Степан тихо улыбнулся.

— Когда только ты, мать, угомонишься? — сказал он ласково. — Этакую махину тащишь, и все тебе мало. Так и надорваться можно!

— Зачем надрываться-то? — засмеялась Марья Васильевна. — Нешто Нюрка Белякова или Глашка Прошина надрываются? Как ни посмотришь, все в поселке халдырят. А коровки их с колхозным стадом пасутся…

— Вон что!.. — улыбка Степана погасла.

— Ну да! Как ни бьюсь я с Пеструхой, ничего не поделаю. На колхозной травушке да на колхозном сенце она враз в полную силу войдет. Надо же и детям молочка попить, — добавила она для Степана.

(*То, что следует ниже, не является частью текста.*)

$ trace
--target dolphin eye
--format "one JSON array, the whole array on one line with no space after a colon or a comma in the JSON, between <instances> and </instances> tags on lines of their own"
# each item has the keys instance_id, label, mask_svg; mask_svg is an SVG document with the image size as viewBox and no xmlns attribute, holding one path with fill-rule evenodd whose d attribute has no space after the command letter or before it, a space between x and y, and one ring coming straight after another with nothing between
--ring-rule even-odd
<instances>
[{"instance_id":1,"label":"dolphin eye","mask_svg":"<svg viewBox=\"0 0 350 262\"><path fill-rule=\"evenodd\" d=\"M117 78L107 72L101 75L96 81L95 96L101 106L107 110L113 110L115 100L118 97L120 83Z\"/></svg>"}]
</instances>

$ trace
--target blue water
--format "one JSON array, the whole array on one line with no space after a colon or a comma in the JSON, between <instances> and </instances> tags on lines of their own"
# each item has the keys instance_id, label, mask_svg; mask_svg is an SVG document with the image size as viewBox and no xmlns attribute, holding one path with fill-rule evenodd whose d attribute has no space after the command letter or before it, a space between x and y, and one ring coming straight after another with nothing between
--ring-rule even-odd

Степан поднял голову, и Марья Васильевна чуть отшатнулась: такое было у него тяжелое, угрюмое лицо.

— Занимайся домашностью, бог с тобой, а колхоз не трожь. Поняла?

— Да ты что?..

— Нечего нашу грязь по миру размазывать.

«Грязь? — вскричало в ней. — У меня все чисто, это ты, ты грязный!» Но она ничего не сказала, и Степан медленно пошел со двора.

Марья Васильевна стояла, обмерев, недвижно, как трава в затишье, затем вспомнила, что сбежит молоко, и кинулась в дом. Молоко наполовину выкипело, она подсыпала в остаток сахарного песку и отнесла Витьке.

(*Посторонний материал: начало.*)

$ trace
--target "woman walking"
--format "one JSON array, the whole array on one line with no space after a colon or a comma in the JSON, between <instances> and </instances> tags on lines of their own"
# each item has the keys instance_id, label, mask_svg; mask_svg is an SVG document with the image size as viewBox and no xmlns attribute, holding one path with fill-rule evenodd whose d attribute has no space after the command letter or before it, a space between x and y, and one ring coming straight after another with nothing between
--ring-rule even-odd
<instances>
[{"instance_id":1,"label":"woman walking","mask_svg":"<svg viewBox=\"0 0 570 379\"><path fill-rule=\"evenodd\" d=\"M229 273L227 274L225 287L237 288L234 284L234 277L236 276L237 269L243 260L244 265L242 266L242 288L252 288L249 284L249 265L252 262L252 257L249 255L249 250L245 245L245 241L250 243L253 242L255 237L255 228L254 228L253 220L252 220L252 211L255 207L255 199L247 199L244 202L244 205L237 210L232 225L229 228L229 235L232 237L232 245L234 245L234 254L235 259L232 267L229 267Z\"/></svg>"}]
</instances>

«Остановится Степан с Парамонихой или мимо пройдет? Неужто и после такого нашего разговора вспомнится ему о вдове?..»

Марья Васильевна почти бегом устремилась на улицу. Они стояли по сторонам прочесанного Степаном тугого березового плетня и разговаривали. Заходящее солнце освещало их теплым, красноватым светом, и белое платье Парамонихи стало розовым. Марья Васильевна неотрывно глядела на них, а затем их фигуры стали будто таять в багряном воздухе, растворилось и багрянце и розовое платье Парамонихи, и над плетнем осталось лишь ее темноглазое лицо под темной копной словно ветром растревоженных волос; по плечи заволокло и Степана, лишь резкий очерк смуглой скулы да мятая кепка оставались видимы, а вот уже не стало и плетня…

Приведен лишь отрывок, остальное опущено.